Add a custom ACP agent in ~/.config/zed/settings.json (or use Zed’s Settings UI):

{
"agent_servers": {
"CoderClaw ACP": {
"type": "custom",
"command": "coderclaw",
"args": ["acp"],
"env": {}
}
}
}

To target a specific Gateway or agent:

{
"agent_servers": {
"CoderClaw ACP": {
"type": "custom",
"command": "coderclaw",
"args": [
"acp",
"--url",
"wss://gateway-host:18789",
"--token",
"<token>",
"--session",
"agent:design:main"
],
"env": {}
}
}
}

In Zed, open the Agent panel and select “CoderClaw ACP” to start a thread.

By default, ACP sessions get an isolated Gateway session key with an acp: prefix. To reuse a known session, pass a session key or label:

  • --session <key>: use a specific Gateway session key.
  • --session-label <label>: resolve an existing session by label.
  • --reset-session: mint a fresh session id for that key (same key, new transcript).

If your ACP client supports metadata, you can override per session:

{
"_meta": {
"sessionKey": "agent:main:main",
"sessionLabel": "support inbox",
"resetSession": true
}
}

Learn more about session keys at /concepts/session.

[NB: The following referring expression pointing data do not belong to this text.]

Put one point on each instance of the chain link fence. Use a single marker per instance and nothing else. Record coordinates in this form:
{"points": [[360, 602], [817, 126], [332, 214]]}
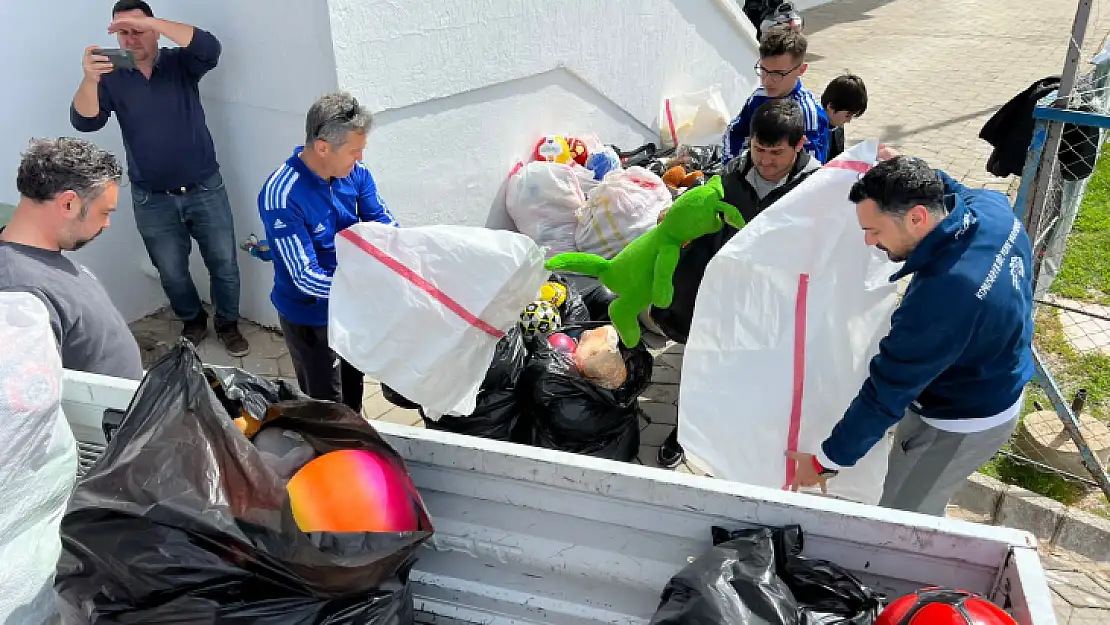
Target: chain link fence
{"points": [[1062, 444]]}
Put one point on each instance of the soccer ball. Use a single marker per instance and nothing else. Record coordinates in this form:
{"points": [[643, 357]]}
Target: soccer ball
{"points": [[942, 606], [542, 318], [553, 292]]}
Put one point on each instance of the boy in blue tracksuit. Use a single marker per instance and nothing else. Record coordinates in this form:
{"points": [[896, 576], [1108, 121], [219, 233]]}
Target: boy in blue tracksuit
{"points": [[951, 371], [321, 190], [781, 63]]}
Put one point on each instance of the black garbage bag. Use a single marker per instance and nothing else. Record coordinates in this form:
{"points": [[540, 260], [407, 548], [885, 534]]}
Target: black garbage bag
{"points": [[180, 521], [497, 412], [827, 593], [572, 414], [730, 584], [239, 391], [734, 583]]}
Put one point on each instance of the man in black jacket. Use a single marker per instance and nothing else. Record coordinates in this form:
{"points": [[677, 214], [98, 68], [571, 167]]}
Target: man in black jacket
{"points": [[775, 164]]}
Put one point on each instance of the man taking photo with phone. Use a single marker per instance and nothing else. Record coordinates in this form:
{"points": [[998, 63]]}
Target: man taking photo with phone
{"points": [[177, 190]]}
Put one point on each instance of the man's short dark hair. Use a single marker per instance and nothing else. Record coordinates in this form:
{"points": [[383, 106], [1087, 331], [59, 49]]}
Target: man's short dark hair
{"points": [[333, 117], [783, 39], [51, 167], [899, 184], [778, 120], [846, 93], [124, 6]]}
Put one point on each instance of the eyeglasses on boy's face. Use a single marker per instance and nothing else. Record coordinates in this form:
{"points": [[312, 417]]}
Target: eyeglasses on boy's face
{"points": [[775, 74]]}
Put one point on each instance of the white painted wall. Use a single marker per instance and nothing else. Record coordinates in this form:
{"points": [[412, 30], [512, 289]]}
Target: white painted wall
{"points": [[461, 90]]}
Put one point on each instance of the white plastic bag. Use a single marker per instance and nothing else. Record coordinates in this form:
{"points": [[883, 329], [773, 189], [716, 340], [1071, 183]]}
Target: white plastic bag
{"points": [[38, 461], [422, 309], [544, 199], [623, 207], [787, 320], [694, 119]]}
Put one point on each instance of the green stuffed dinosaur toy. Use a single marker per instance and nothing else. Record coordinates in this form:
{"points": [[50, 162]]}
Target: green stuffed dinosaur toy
{"points": [[642, 274]]}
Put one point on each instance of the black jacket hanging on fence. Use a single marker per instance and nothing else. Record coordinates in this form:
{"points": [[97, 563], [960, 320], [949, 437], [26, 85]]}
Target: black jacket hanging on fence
{"points": [[1010, 130]]}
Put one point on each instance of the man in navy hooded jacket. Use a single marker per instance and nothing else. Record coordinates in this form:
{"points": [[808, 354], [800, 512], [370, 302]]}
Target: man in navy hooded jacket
{"points": [[951, 371]]}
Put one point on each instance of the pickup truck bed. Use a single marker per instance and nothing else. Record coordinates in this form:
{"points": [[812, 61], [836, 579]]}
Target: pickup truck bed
{"points": [[534, 536]]}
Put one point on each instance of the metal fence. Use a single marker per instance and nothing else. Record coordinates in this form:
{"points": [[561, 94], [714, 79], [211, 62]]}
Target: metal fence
{"points": [[1062, 443]]}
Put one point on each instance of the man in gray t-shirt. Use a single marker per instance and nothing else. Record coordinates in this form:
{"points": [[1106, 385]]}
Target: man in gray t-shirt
{"points": [[68, 190]]}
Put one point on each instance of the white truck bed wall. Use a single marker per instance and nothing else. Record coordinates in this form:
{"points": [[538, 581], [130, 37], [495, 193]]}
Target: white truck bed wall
{"points": [[527, 535]]}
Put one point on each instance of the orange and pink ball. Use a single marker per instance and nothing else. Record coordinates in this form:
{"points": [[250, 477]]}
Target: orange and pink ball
{"points": [[354, 491]]}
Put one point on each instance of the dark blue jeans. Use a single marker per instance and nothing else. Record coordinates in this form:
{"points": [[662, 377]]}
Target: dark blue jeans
{"points": [[169, 223]]}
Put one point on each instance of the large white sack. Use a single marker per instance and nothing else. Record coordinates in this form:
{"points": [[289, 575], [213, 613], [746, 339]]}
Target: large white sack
{"points": [[626, 204], [544, 200], [422, 309], [767, 370], [38, 461]]}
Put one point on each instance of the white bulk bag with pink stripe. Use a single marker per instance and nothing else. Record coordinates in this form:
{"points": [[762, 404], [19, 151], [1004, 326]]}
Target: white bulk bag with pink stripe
{"points": [[787, 320], [422, 309]]}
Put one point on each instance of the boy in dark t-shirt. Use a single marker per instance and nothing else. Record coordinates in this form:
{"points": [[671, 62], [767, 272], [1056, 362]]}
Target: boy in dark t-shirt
{"points": [[845, 99]]}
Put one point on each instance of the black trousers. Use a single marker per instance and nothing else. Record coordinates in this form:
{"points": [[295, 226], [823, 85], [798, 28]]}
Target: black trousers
{"points": [[321, 373]]}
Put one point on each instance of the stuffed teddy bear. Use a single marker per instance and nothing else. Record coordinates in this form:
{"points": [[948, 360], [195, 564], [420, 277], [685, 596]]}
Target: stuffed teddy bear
{"points": [[642, 273]]}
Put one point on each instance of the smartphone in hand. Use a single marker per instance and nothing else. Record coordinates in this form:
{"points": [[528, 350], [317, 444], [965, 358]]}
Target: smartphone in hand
{"points": [[120, 59]]}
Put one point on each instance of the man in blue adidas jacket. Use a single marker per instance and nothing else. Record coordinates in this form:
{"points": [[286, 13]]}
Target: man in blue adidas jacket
{"points": [[321, 190], [951, 371]]}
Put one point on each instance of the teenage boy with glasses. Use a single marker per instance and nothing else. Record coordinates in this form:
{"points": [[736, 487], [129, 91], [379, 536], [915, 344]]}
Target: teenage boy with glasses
{"points": [[781, 63]]}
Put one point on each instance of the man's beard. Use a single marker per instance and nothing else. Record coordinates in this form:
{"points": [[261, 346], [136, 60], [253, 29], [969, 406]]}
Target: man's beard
{"points": [[894, 258]]}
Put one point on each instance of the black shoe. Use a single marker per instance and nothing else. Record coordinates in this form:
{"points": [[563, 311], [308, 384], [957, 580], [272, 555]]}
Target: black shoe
{"points": [[195, 330], [233, 340], [670, 453]]}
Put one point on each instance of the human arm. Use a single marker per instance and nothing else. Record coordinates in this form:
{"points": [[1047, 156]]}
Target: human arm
{"points": [[91, 106], [291, 242], [56, 320], [928, 332], [370, 204], [817, 137]]}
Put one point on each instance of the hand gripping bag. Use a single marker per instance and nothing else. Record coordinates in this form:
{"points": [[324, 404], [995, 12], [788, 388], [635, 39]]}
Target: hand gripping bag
{"points": [[787, 320], [422, 309], [38, 461]]}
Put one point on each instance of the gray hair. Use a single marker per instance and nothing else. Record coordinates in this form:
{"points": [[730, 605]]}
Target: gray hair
{"points": [[51, 167], [333, 117]]}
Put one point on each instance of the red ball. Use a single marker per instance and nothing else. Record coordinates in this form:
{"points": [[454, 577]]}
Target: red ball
{"points": [[942, 606], [578, 151], [563, 343]]}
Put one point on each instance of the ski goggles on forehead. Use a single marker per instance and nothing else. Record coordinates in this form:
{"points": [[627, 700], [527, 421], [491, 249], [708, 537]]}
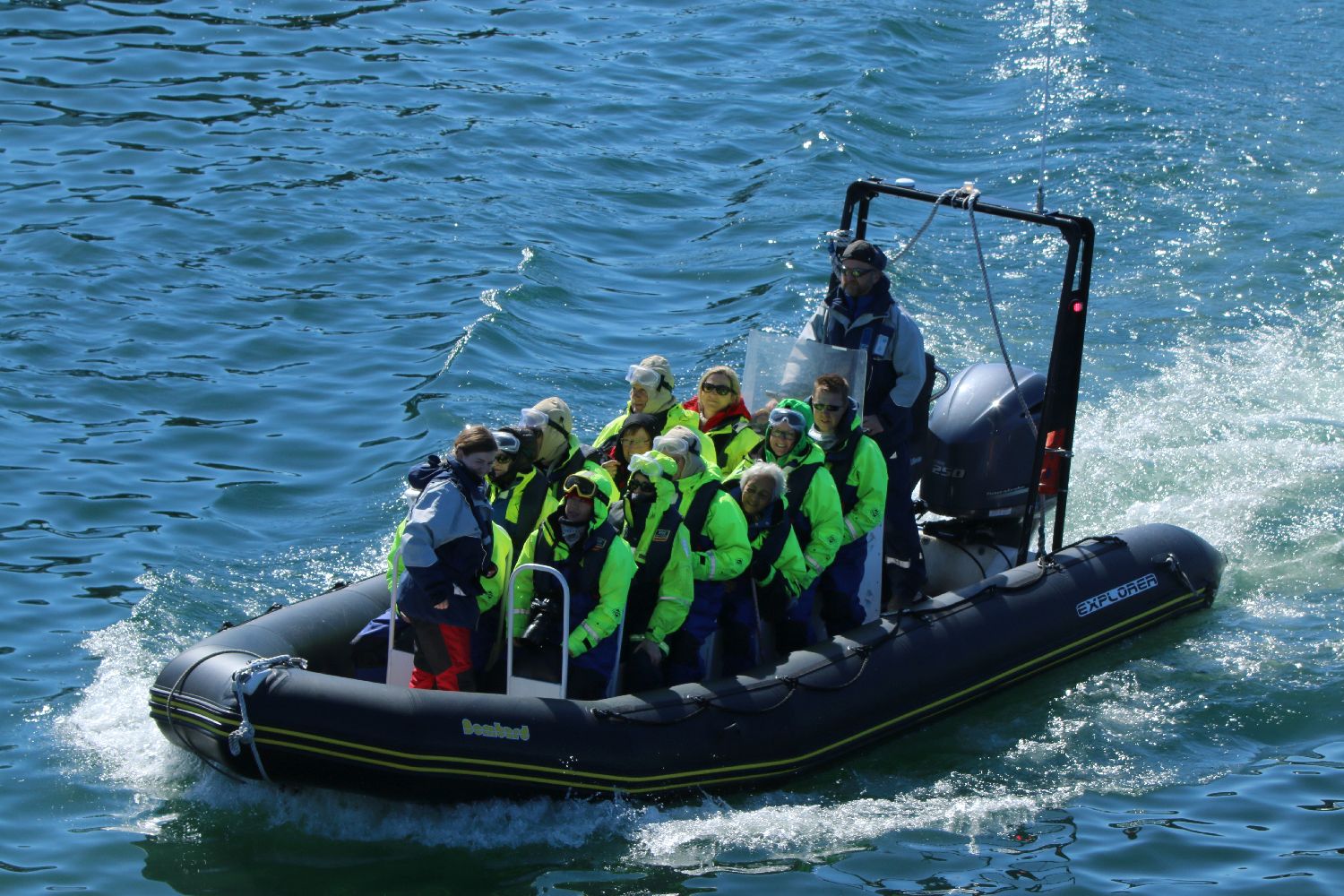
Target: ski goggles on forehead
{"points": [[675, 445], [507, 443], [647, 465], [532, 419], [581, 485], [789, 418], [647, 378]]}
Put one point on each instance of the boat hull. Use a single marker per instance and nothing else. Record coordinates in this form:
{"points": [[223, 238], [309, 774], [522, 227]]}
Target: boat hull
{"points": [[317, 727]]}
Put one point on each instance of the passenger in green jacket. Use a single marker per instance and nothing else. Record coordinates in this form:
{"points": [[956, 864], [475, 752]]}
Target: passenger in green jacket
{"points": [[814, 504], [513, 487], [650, 392], [860, 473], [559, 452], [773, 579], [719, 549], [580, 540], [725, 417], [663, 589]]}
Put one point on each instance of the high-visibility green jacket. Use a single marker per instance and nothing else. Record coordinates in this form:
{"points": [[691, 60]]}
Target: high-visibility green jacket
{"points": [[676, 416], [672, 591], [860, 474], [719, 548], [613, 583]]}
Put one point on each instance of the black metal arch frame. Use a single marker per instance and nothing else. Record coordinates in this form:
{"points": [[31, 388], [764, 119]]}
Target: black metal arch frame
{"points": [[1059, 410]]}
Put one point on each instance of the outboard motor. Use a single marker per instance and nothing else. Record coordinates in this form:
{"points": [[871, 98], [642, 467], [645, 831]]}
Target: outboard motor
{"points": [[976, 471]]}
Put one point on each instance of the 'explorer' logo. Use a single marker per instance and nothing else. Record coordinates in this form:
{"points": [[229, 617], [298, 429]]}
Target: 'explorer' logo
{"points": [[1117, 594], [495, 729]]}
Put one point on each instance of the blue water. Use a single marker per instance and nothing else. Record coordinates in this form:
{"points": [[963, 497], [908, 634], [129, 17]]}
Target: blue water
{"points": [[257, 258]]}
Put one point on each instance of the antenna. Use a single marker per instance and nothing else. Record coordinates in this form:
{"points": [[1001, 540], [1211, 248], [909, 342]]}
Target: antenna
{"points": [[1045, 112]]}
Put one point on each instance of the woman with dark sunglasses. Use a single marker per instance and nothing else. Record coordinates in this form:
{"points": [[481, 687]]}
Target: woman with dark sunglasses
{"points": [[860, 314], [814, 505], [581, 541], [445, 548], [723, 417], [650, 392]]}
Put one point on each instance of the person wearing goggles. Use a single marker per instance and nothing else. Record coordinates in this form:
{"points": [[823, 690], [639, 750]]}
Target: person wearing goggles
{"points": [[723, 417], [773, 578], [443, 554], [860, 314], [650, 392], [860, 474], [719, 549], [559, 452], [663, 589], [580, 540], [814, 501], [636, 437]]}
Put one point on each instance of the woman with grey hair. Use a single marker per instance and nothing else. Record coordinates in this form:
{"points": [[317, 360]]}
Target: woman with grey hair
{"points": [[773, 576]]}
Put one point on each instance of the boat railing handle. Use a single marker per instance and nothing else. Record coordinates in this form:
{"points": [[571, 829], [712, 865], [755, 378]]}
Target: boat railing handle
{"points": [[938, 390], [564, 621]]}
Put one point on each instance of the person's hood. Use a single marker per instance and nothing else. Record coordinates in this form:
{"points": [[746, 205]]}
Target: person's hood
{"points": [[558, 440], [661, 398], [605, 495], [690, 458], [847, 430]]}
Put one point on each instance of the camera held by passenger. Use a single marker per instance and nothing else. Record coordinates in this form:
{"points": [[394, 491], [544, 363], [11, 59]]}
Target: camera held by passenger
{"points": [[545, 625]]}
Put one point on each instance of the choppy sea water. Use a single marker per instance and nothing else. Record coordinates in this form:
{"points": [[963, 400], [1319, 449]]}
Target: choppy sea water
{"points": [[257, 258]]}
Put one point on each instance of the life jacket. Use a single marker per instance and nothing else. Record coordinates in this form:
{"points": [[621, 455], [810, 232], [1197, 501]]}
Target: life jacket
{"points": [[644, 587], [519, 506], [582, 570], [774, 524], [698, 513], [874, 332]]}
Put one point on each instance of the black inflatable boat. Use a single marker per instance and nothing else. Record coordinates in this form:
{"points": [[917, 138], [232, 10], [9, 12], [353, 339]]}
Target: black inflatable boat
{"points": [[276, 697]]}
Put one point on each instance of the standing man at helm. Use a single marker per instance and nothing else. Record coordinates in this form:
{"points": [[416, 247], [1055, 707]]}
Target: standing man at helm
{"points": [[650, 392], [581, 541], [860, 314]]}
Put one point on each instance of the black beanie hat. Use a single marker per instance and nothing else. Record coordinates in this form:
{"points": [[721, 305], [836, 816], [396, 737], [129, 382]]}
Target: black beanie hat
{"points": [[862, 250]]}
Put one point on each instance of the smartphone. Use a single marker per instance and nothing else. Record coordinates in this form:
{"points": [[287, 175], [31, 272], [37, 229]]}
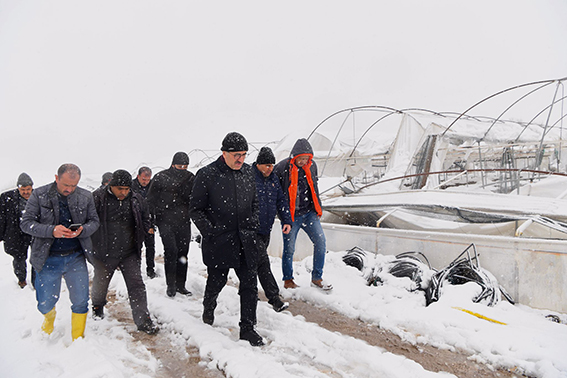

  • --url <url>: Gateway WebSocket URL (defaults to gateway.remote.url when configured).
  • --token <token>: Gateway auth token.
  • --password <password>: Gateway auth password.
  • --session <key>: default session key.
  • --session-label <label>: default session label to resolve.
  • --require-existing: fail if the session key/label does not exist.
  • --reset-session: reset the session key before first use.
  • --no-prefix-cwd: do not prefix prompts with the working directory.
  • --verbose, -v: verbose logging to stderr.
  • --cwd <dir>: working directory for the ACP session.
  • --server <command>: ACP server command (default: coderclaw).
  • --server-args <args...>: extra arguments passed to the ACP server.
  • --server-verbose: enable verbose logging on the ACP server.
  • --verbose, -v: verbose client logging.